It amounted to a grand but simple bargain. Fourteen heavily-forested developing countries in Latin America, Asia, and Africa offered to cut their own greenhouse gas emissions across a variety of sectors, in particular by reducing deforestation. But more than that, they offered further emissions cuts if industrialized countries put up the money for it. This was the “Lima Challenge,” laid down last December at the UN climate conference in the Peruvian capital. Now, through our calculations, we have an idea of what it would cost developed countries to respond — and it turns out the Lima Challenge offers an inexpensive step toward cutting emissions and keeping global temperature increases below two degrees Celsius.
For less than $2 billion a year, global emissions could be cut by more than the amount emitted by the United Kingdom each year. And it could all be done through reducing deforestation.

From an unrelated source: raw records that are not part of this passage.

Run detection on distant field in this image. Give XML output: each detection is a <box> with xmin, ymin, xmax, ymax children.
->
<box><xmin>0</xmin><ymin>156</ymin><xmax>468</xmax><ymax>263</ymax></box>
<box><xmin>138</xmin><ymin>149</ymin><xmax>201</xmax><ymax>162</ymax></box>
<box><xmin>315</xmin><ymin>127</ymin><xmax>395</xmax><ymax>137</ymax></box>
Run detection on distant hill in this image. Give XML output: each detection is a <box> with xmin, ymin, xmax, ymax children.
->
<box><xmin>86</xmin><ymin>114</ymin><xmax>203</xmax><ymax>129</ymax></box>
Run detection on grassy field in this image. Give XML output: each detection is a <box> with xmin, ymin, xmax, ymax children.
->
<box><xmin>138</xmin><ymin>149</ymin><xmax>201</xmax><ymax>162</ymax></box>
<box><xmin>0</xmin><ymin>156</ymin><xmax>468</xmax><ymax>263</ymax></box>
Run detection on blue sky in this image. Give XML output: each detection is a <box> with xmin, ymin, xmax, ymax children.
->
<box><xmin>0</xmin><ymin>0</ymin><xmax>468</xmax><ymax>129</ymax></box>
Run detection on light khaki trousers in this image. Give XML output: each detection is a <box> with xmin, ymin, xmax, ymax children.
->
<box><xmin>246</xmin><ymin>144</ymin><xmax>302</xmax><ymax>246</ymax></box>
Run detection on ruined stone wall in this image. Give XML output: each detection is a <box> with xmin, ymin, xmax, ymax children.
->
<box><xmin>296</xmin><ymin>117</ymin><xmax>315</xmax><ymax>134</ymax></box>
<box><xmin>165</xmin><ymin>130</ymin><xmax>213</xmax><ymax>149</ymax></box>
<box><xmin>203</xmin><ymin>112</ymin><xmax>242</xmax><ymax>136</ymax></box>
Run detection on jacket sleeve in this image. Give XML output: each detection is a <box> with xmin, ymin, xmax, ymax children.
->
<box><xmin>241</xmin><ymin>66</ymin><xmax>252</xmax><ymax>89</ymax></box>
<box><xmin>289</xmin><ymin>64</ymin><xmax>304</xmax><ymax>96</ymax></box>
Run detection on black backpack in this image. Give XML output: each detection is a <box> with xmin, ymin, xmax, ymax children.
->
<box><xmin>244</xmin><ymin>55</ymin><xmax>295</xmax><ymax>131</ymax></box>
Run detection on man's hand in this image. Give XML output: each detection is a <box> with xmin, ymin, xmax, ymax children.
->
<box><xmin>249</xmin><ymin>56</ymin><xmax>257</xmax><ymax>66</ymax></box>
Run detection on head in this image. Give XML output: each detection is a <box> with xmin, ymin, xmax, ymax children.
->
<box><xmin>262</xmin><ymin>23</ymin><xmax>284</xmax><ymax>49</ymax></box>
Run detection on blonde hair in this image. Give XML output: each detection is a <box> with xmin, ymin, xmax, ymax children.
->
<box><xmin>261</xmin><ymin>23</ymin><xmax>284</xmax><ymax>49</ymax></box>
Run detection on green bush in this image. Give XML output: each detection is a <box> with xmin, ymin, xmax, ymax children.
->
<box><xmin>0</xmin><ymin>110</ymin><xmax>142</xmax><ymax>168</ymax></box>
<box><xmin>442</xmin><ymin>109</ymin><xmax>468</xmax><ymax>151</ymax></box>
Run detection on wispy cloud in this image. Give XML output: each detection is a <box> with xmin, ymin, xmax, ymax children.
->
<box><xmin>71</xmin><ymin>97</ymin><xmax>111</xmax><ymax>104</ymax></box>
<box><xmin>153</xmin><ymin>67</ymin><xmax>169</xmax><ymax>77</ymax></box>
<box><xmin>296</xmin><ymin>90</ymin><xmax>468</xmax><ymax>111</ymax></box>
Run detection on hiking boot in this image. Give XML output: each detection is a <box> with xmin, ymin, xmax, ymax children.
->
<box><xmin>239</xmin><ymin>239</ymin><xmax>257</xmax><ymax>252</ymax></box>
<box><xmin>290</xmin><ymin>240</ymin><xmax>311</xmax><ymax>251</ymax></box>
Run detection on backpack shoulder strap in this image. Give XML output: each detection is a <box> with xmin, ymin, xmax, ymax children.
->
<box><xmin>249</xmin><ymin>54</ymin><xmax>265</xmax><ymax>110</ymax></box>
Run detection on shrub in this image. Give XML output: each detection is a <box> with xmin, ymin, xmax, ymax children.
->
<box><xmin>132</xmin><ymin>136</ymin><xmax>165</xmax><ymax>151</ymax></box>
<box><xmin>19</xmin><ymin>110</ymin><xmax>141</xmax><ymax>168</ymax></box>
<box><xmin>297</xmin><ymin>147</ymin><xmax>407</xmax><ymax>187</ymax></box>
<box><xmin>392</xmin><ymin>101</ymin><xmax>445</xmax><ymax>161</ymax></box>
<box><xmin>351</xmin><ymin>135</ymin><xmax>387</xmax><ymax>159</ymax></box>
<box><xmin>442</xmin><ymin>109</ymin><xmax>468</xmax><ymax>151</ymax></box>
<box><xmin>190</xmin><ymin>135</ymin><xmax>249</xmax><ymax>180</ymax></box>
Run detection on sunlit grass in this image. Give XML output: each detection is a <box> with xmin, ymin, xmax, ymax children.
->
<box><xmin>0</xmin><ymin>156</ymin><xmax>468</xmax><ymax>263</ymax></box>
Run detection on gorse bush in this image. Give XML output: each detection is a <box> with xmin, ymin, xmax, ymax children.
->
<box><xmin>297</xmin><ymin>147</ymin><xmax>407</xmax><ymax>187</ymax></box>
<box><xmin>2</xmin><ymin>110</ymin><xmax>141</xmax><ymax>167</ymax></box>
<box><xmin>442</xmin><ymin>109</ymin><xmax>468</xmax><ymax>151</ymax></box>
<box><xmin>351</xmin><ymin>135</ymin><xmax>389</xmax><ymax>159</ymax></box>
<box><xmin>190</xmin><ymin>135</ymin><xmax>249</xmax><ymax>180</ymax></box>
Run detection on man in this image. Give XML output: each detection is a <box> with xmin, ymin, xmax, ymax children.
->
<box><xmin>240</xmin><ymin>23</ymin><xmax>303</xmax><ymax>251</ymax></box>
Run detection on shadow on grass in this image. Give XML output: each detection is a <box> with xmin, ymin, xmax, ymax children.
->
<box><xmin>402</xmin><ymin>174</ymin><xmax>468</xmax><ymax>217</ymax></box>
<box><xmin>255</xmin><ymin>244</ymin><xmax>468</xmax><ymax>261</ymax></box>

Here’s how I arrived at the numbers.
Using high-resolution deforestation  and carbon stock data, I first calculated yearly emissions from deforestation from 2008 to 2012 for all 14 “Lima Challenge” countries (table below). The average emissions per year from all countries was close to one gigaton of CO2 a year which exceeds Germany’s total emissions in 2011.
How much money would developed countries need to provide to bring the “Lima Challenge” to fruition? Well, this depends on a variety of decisions that need to be jointly resolved by forest and industrialized countries. To illustrate how this partnership could play out I make some assumptions. First, I assume a carbon price of $5 per ton of CO2 which is the price of the Amazon Fund, Guyana-Norway agreement, and the FCPF Carbon Fund. In recent years, Brazil reduced its deforestation by some 80 percent, and for illustrative purposes I hypothesize that all forest countries repeat this impressive feat. Lastly, I assume that half of the reductions are financed domestically and the other half are financed in partnership with developed countries, once again an assumption for illustrative purposes.
Under these assumptions, forest countries participating in the “Lima Challenge” would reduce their emissions from deforestation by 772 MT CO2 per year and will continue to do so every year — greater than emissions from either the United Kingdom, France, or Australia. Forest countries would voluntarily commit to cut their greenhouse gas emissions from deforestation by 386 MT CO2, and an equal amount would be reduced by partnering with industrial countries. Developed countries would need to provide at most $1.93 billion a year, as I assume that payments would be results-based and forest countries would only receive funds if they achieve the proposed emissions reductions.
It’s important to note that additional emissions reductions could be available to the global community from other forest countries, such as Indonesia, that have not yet joined the “Lima Challenge.” According to my calculations, forests countries emitted 5.4 gigatons a year from 2008 to 2012—larger than the emissions from the entire European Union in 2011. Think what that could mean for emissions reductions if all these countries joined the Lima Challenge too. Michele de Nevers and I will explore exactly this question in a forthcoming blog.
To ensure that the “Lima Challenge” will become a “Lima Partnership,” industrialized countries should pledge the necessary financial resources by December when the new global climate agreement will be finalized in Paris. This is a challenge that the world can and should rise to meet.
 I aggregated tree-cover loss using Hansen et al. data into 0.05 degree * 0.05 degree grid cells (approximately 5.5 km * 5.5 km at the equator), and calculated yearly deforestation rates for each grid cell. I also calculated emissions factors for deforestation per grid cell based biomass, peat soil, and non-peat soil data, relying on the Harmonized World Soil Database to characterize site-specific soil compositions. To calculate emissions from deforestation per grid cell, I multiplied the hectares of deforestation per year by the total emissions factor. Finally, I calculated emissions per country by aggregating the emissions from all grid cells that are inside a given country.